A subsequent survey focused on access to vaccination for people living with advanced kidney disease. At least one COVID-19 vaccine was available in 97% of respondent countries. Over 90% of the respondent countries reported prioritization of health care workers within the first two phases of vaccine rollout, whereas patients living with stage 4/5 CKD, dialysis, or kidney transplants were prioritized within the first two phases in 51%, 71%, and 62% of countries respectively. Overall, at least 50% of patients receiving in-center hemodialysis, peritoneal dialysis or living with a kidney transplant were reported to have completed vaccination in around half of respondent countries, with the lowest rates reported in Africa and the highest rates in Western Europe. Vaccine hesitancy, vaccine shortages, and difficulties in mass distribution of vaccines were common and reported more frequently in LLMICs than in HICs. Although the vaccination rate in the dialysis population may appear relatively high in lower-income settings, indicating that the vulnerability of this group has been acknowledged globally, the global disparities echo the call by the World Health Organization for more equitable access to vaccines, having set a global target of 40% of the population of every country to have completed vaccination by the end of 2021 and 70% by mid-2022. Two major global efforts, COVAX and ACT-Accelerator, where richer countries should contribute to supplying and distributing vaccines to poorer countries, have been launched to facilitate global vaccination120,121,146. These schemes, however, have not yet translated into action in terms of global solidarity, although equity gaps may be beginning to narrow147,148
Children are an inherently vulnerable population that modern society has a duty to protect. However, the unique social status of children places them at an equally unique risk of health inequities. Current research and pharmaceutical development processes are designed to protect children by studying drugs and diseases in adults first; however, the lack of interventions and immunizations that are available in a timely manner for children, including those with underlying chronic diseases during the pandemic, has raised concern for age-based health inequity that should be re-evaluated. Protection of children is paramount; however, equipoise with the timely availability of emerging therapies and robust safety information are critical to this endeavor for the ethical management of COVID-19 vaccines. At a national level, the prevalence of childhood poverty, specifically its relationship to health and its disproportionality across sociodemographic groups most at risk during the pandemic, highlights another important pediatric kidney health risk119. Evidence of social deprivation along racial, ethnic, and class divisions has been shown to have adverse consequences in both children and adults with kidney disease, but the specific effect of the pandemic on this population is yet to be studied149,150. The almost miraculous rapidity with which the scientific community tackled the COVID-19 pandemic has been a simultaneous triumph and a failure. The rapid development of tests, vaccines, and therapeutics has been life-saving for many but has left many behind.
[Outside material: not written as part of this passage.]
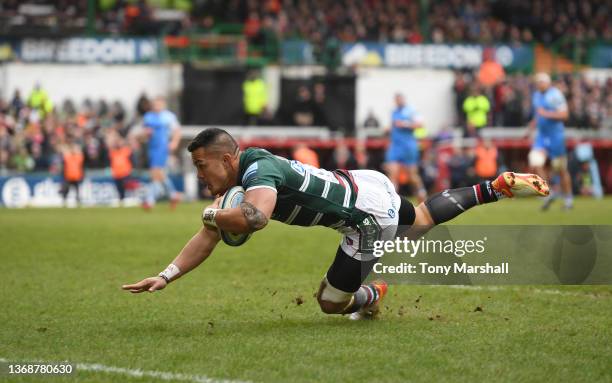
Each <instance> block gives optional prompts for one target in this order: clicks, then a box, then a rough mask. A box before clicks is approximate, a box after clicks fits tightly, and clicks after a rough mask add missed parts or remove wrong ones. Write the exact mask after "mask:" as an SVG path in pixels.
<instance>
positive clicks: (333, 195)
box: [238, 148, 368, 229]
mask: <svg viewBox="0 0 612 383" xmlns="http://www.w3.org/2000/svg"><path fill="white" fill-rule="evenodd" d="M239 170H240V171H239V173H238V184H239V185H241V186H242V187H243V188H244V189H245V190H247V191H248V190H252V189H255V188H272V189H275V190H276V191H277V200H276V206H275V208H274V211H273V213H272V219H274V220H276V221H280V222H284V223H286V224H288V225H299V226H314V225H321V226H327V227H331V228H334V229H341V228H343V227H351V226H355V225H356V224H358V223H359V222H361V221H363V219H364V218H365V217H367V216H368V214H366V213H364V212H362V211H361V210H359V209H357V208H355V200H356V199H357V187H356V185H355V183H354V182H353V181H352V177H351V176H350V175H349V174H348V173H343V172H342V171H334V172H330V171H327V170H324V169H318V168H315V167H313V166H310V165H305V164H302V163H301V162H298V161H290V160H288V159H286V158H283V157H280V156H275V155H273V154H271V153H270V152H268V151H267V150H264V149H259V148H248V149H246V150H245V151H243V152H242V153H241V155H240V163H239Z"/></svg>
The early, robust efforts to identify and publish potential management strategies led to great advances in clinical understanding and rapid knowledge sharing but also led to the dissemination of pseudoscience and misinformation. This has severely impacted trust in health systems globally and has led to the loss of life. The COVID-19 pandemic has revealed how necessary solidarity is at all levels, beginning with global governance and trickling down to the individual in the dialysis chair in a remote dialysis unit123,151,152 (Fig. 2). This requires attention be paid to justice and ethics at all levels. Global collaboration and cooperation are needed between countries, institutions, industry, and academia. Collaborative focus on “building back better” is required such that health systems and societies emerge from the pandemic stronger, more resilient, and fairer.